The Value of Prevention
From Foundation Senior Program Officer Rachel Wick:
One of my new year’s resolutions was to work on my personal finances. Like many Americans, I’m better at spending money than I am at saving it – this is good news in my professional life as a grantmaker but less so in my personal life! I’m learning that finances are complex. At the surface, they seem easy to manage through spreadsheets and fancy software. Underneath, there are patterns of behavior and deeply held, sometimes unconscious beliefs and values that guide our decision-making. I’m coming to terms with the fact that I’m a “live in the moment” type of person who needs to find a better balance between responding to current needs and experiences, and planning for those that lie ahead in an uncertain future.

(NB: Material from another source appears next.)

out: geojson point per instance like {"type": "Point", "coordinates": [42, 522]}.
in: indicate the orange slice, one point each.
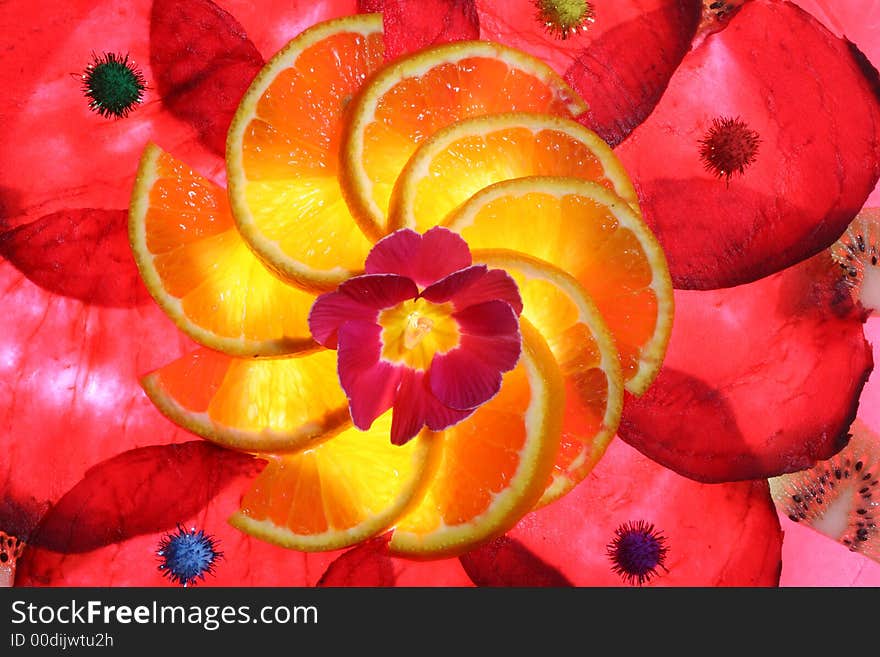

Our Foundation asked similar questions about complex social issues and values in our recent request for proposals, Exploring the Value of Prevention. Americans generally seem to believe that investing early to prevent costly outcomes in the future makes good social and financial sense. However, that belief doesn’t match-up with the level of resources we invest in prevention today. Even though we believe in it, we aren’t always doing it.
We recognize that addressing the root causes of poor health and domestic violence requires resources well beyond the healthcare and public health sectors, and yet, we are still learning about the contributions and impacts of non-health sectors on community health. As a society, we haven’t found the most effective ways for “non-health” investments to drive prevention, focus them on the communities that need them most, and track their impact on health, safety, and well-being.
We also haven’t found the sweet spot where there is alignment between the outcomes that communities want, the programs and policies that nonprofits and advocates aim to deliver, and the work that governments are willing and able to fund. Could a possible solution be to engage people as co-investors in their own health and give them a financial stake in creating positive outcomes for themselves, their families, and their communities? This shift could put resources in the hands of those who have the greatest power to create change and advance equity.
As part of our Designing the Future of Health initiative, the Foundation is excited to support sixteen new projects focused on creating healthier communities by exploring the value of prevention and our collective ability to bring resources, funding, knowledge, technology, and shared values together to effect widescale systems transformation. The selected projects all address a complex prevention problem while also advancing the field of prevention through a new tool, method, strategy or lens. We understand that our most intractable social problems are complex—a neighborhood where health is poor is created out of a variety of root causes and conditions—and our solutions to these complex problems are just emerging.
All of the projects draw from diverse skill sets, new and existing partnerships, and unique sector expertise. They represent multiple organizations working on issues ranging from violence prevention to early childhood wellness to housing, and community services to regional economic development and environmental health. They include nonprofit organizations, cross-sector collaboratives, social investment firms, government agencies, researchers, policy advocates, and clinical and public health experts. They are working at both the state and local levels to create fundamental, systemic change.
Understanding value lives somewhere at the intersection of what we know, what we believe, what we take action on, and when and how long we stick with it. Applying these concepts to prevention calls us to recognize and respond the reality of the poor health outcomes we see today while holding out hope and opportunity so we can create pathways to better health in the future. The only risk is getting stuck in a scarcity mindset, believing that investing in our future inherently means giving something up today. That’s one of the lessons I’m trying to bring to my own financial life both today and into the future.